This photo, while taken in 2017, represents my first visit in 1987. I hiked and hitchhiked from the train in Betws-y-Coed to this youth hostel, just about center of the Llanberis Pass, a stop for hikers and climbers alike. It was my first foray into Wales, and it grabbed me in a way that many other things haven’t come close. It linked me to a place i’ve never been as if I’ve been born there. It is my soul’s homeland, and I feel the hiraeth as clearly as any native-born Welsh-person. The youth hostel at Pen-y-Pass. (c)2017-2018

Dolwyddelan Castle from the road. Taken in 2009, and representing my 2009 visit, it was also the view my family saw in 2017 when we stayed barely a mile up the road, but in 2009, this was one of my important, planned destinations: the birthplace of Llywelyn Fawr, the Prince of Wales. The castle wasn’t here, but he was born in and around this plot of land in 1178, and eventually built a motte and bailey castle on the mound here. This keep replaced that in future years.Llywelyn, and a gift from a dear friend, brought me to this place to see the places that i’d been reading about; and feeling about. The castle resides on private land, a working farm. You pay the woman at the back door, and walk through the cow gate, climbing the steep dirt path until reaching the pavement, and more hills going up and up. I wasn’t in the physical condition to go all the way to the keep. I may have tried if not for the misty rain making the slate and stone steps slippery. It was not a risk I was willing to take alone. I was still content to have reached as far as I did, and to meet some folks. I walked around for a bit, listening to the nearby stream and small rapids crashing lightly against the rocks. I discovered a snarled tree that was the perfect place for a distant photo of the castle. Looking forward to my next visit. (c)2009-2018

I discovered St. Elen’s well on a blog and was thrilled that ot represented my confirmation saint. I discovered long after returning in 2009 that the town where I spent three days (Caernarfon) was her town, and Dolwyddelan, where I’d spent a couple of hours walking around was less than a mile up the road from the hotel named for her that I must have passed on the way to the castle car park. We stayed at that hotel on this more recent trip, and the well is on the hotel property. There was some dispute on the land the path is on, but there seems to be some sort of arrangement as I had no issues other than the daily rain made the steep path a little bit slippery, but not undoable. Slow going made me take the time to stop and, not smell the flowers, but observe the vegetation, the tree branches, the cows and church next door, listen to the birds all around me, and come upon the well slowly. I could hear the water flowing before I could see the well, and it could do with a weeding, but it was still glorious, and spellbinding, and I felt the spirituality of not only Wales, but of Elen while the smells of the variety of plants were captivating, and the holy water was cold to my touch, but tasted refreshing and revitalizing. I sat for some time in contemplation. My family was very cooperative of that. (c)2017-2018

50-29 – Wales, The First Time

Standard

​When I first arrived in Wales many years ago, I didn’t know how profoundly it would affect me and change my viewpoint of everything. It wasn’t until years later that I discovered the word for what I was feeling: hiraeth. Hiraeth isn’t homesickness, but a longing, a yearning for one’s homeland, and it is not so much that you know it when you feel it, but the emotion of hiraeth is so much more than its literal definition. In fact, it doesn’t really have a literal definition, but a broad emotional meaning. It’s spiritual.
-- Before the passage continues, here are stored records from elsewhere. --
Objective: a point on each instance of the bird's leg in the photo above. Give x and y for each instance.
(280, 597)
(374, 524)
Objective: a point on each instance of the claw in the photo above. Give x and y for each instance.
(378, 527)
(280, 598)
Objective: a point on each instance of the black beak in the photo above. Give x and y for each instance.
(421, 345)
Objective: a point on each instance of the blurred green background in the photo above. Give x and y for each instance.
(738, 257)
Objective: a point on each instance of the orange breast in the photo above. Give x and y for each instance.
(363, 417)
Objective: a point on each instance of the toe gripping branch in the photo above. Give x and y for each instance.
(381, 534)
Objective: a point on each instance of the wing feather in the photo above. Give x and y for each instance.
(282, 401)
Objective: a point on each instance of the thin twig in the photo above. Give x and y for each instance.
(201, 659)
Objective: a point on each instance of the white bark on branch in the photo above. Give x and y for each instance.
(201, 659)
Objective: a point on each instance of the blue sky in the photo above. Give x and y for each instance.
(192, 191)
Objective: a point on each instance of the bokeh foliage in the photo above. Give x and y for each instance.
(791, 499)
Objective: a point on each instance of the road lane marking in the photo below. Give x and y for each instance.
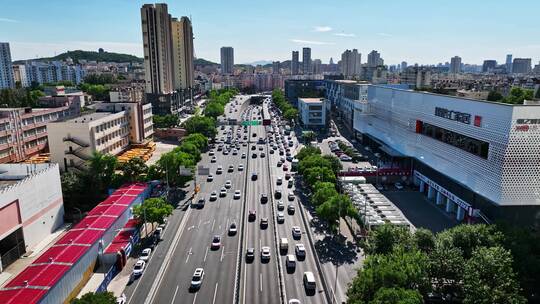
(189, 253)
(166, 261)
(215, 293)
(174, 296)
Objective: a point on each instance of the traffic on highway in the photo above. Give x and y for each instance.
(244, 238)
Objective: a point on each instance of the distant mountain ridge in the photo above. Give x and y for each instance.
(78, 55)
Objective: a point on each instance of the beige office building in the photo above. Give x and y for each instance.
(109, 131)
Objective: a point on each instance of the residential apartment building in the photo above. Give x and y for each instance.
(109, 130)
(31, 207)
(455, 65)
(522, 66)
(6, 69)
(19, 74)
(416, 77)
(227, 60)
(351, 63)
(295, 65)
(306, 61)
(23, 131)
(312, 112)
(182, 40)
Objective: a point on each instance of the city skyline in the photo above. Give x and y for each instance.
(279, 32)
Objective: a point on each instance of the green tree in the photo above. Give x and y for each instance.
(446, 269)
(197, 139)
(397, 296)
(323, 192)
(101, 169)
(154, 210)
(307, 151)
(468, 238)
(190, 149)
(290, 114)
(490, 279)
(201, 124)
(401, 268)
(134, 170)
(424, 239)
(334, 208)
(333, 162)
(386, 237)
(214, 109)
(319, 174)
(495, 96)
(96, 298)
(165, 121)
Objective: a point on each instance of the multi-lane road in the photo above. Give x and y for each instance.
(228, 275)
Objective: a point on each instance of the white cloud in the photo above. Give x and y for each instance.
(300, 41)
(8, 20)
(29, 50)
(345, 34)
(322, 29)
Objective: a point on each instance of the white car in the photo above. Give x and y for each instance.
(237, 194)
(138, 268)
(265, 253)
(300, 250)
(297, 233)
(145, 254)
(196, 280)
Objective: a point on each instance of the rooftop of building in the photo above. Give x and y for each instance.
(11, 174)
(311, 100)
(527, 103)
(87, 118)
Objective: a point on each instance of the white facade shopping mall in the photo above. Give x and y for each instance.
(473, 157)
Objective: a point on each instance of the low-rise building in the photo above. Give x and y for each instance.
(109, 130)
(312, 111)
(31, 207)
(23, 131)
Wales, that first time, was in so many ways, a surprise. I wanted to visit a castle, not realizing that the castles I associated with Wales were English castles used to subjugate the Welsh people rather than built by the Welsh to protect them and their interests.

Wales is a surprise, and never what you’d expect. If you expect rain, the sun will shine. If they say hill, they mean mountain. Their lifeblood is slate and coal, daffodils and leeks, but most of all the people. It’s palpable. No matter where you are in North Wales it seems that you can see the mountains. The English call it Snowdon, but it is Eriyi in Welsh – the haunt of eagles. So much more evocative, isn’t it? So much more poetic like the Welsh lilt and cadence.
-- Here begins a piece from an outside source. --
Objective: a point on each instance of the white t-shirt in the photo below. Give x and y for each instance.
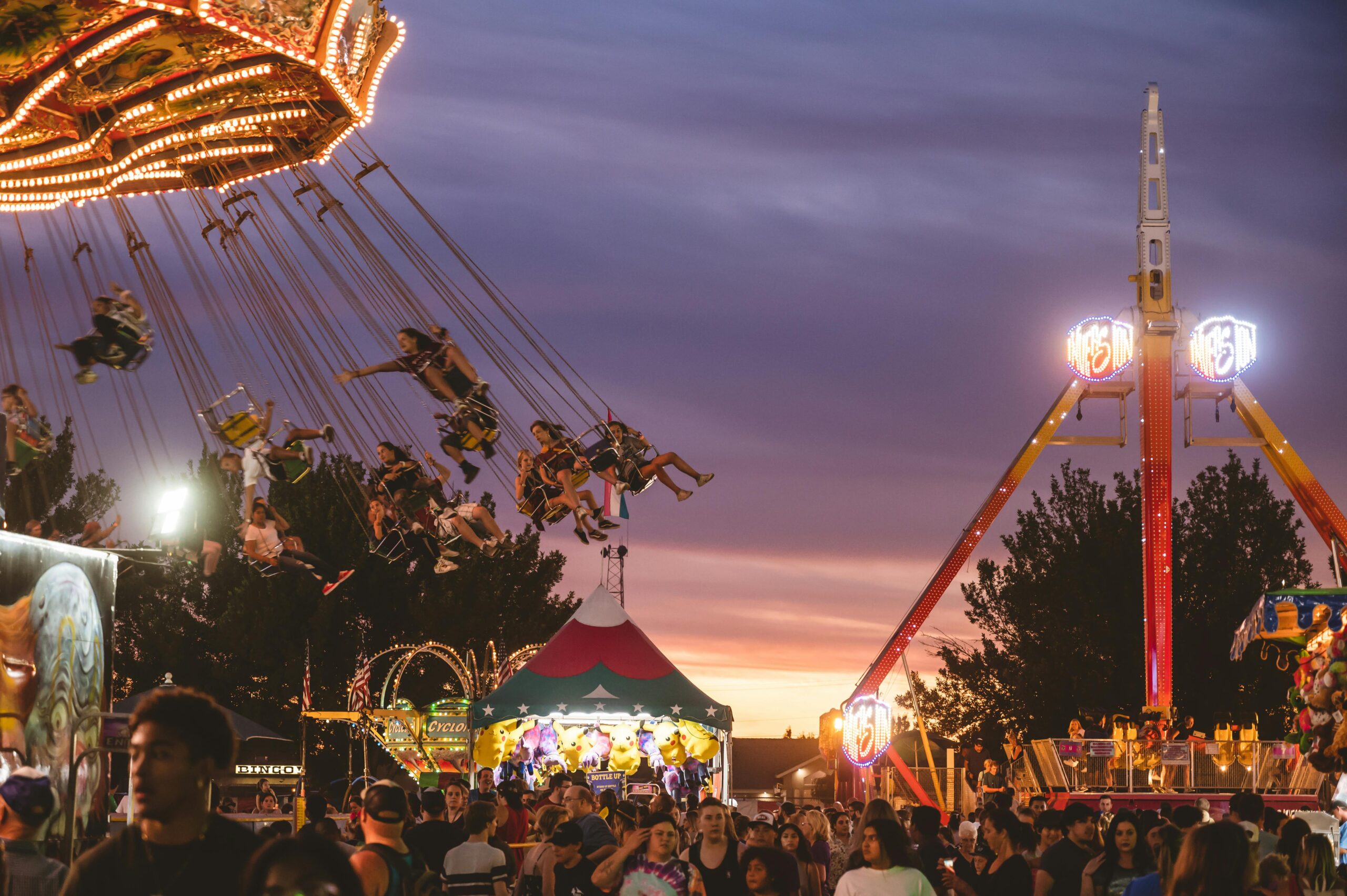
(267, 538)
(255, 462)
(895, 882)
That cadence of the Welsh tongue is much like the valleys and peaks of Wales itself. They know their history and remember their independence, although that mostly ended in 1282 with the beheading of Llywelyn the Last and the drawing and quartering of his brother, Dafydd, their blood as much a part of the land as the craggly rocks and the rivers.
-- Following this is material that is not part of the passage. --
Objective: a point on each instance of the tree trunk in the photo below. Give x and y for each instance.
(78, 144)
My first trip to Wales came about by accident. Luck. Fate even. I was asked to join my college roommate in England. Sure, why not? Of course, there was more to it than that, but that’s the gist of it. I borrowed the money from my brother, who was better at keeping his than I was with mine and off I went.

My roommate asked me what I wanted to do. My only response was, “I don’t care. I want to see Stonehenge and a castle; I don’t care about the rest. I’ll follow you.” She planned it all through trains and buses and hitchhiking, hostels and B&Bs. I followed along, collecting pictures and memories.

We made our way from London at this first day of 1987, a new year. We went westward and south and west again, and eventually entered Wales. I don’t remember crossing the border but Wales was different. Welsh had made a resurgence so all the signs were bilingual. I began keeping a little dictionary in my journal although no one made us speak in consonants. W is a vowel by the way, but that’s another memory.

Wales was different.

The air was different.

The sky was different.

The sheep were different.

It didn’t rain in Wales; at least not the Wales I was in. This was January, and Britain was grey; very grey. It held the first patch of blue sky I’d seen in the two weeks I’d been on this island. It was that perfect cloud peppered Crayola sky blue color that exists nowhere else, its reflection off the quarries deepening it and the snow evening out its perfection. It must be special.

But the sky wasn’t all that made it special. There was a feeling I’d never experienced before, not deja vu, but I had been here before. I don’t know how or if, but physically I’d never, but I was.

How can everyone not feel it?

It was overpowering. I needed to be here, high in the mountains, midnight hikes, counting the stars, not having an historical clue, but knowing that I walked in the footsteps of ancestors, of family, of specialness, feeling as though I’d taken these steps before. This wasn’t restless spirits like I’ve felt at other historical holy places; these were memories, memories of feelings.

Crazy, I know.

There was a weightlessness, a joyful singing in my soul that nothing else compares to. I only imagine this is something of the feeling that people get when they travel to Israel, but I don’t actually know.

It is my spiritual home, an ancestry I wasn’t born to, but I was called on to feel, to be a part of,  to let inside and settle into my soul. It is always there, this feeling of Wales and the Welsh, the people as much a part of the land, and as much a part of me as my own children.

When I went back almost twenty-three years later, I found the feelings still strong with only my research and readings that gave me more context and made it more tangible to breathe in. My footsteps following Welsh princes, understanding how remote a castle stronghold really was breathing the same air, wondering if I would ever understand these feelings.

Even home, I get fleeting glimpses through a looking glass – the wet colored leaves on a rural road and I forget that I’m not in Wales. The hesitation at a roundabout, confused about which way to enter it. The tree outside my church’s window when it rains – it is always a surprise and always a physical reaction and then I realize it’s through a window and I’m not in Wales. These come upon me through no special thought, but there is the realization that Wales is a part of me and who I am, and maybe one day I’ll find out why and maybe even how I have this connection.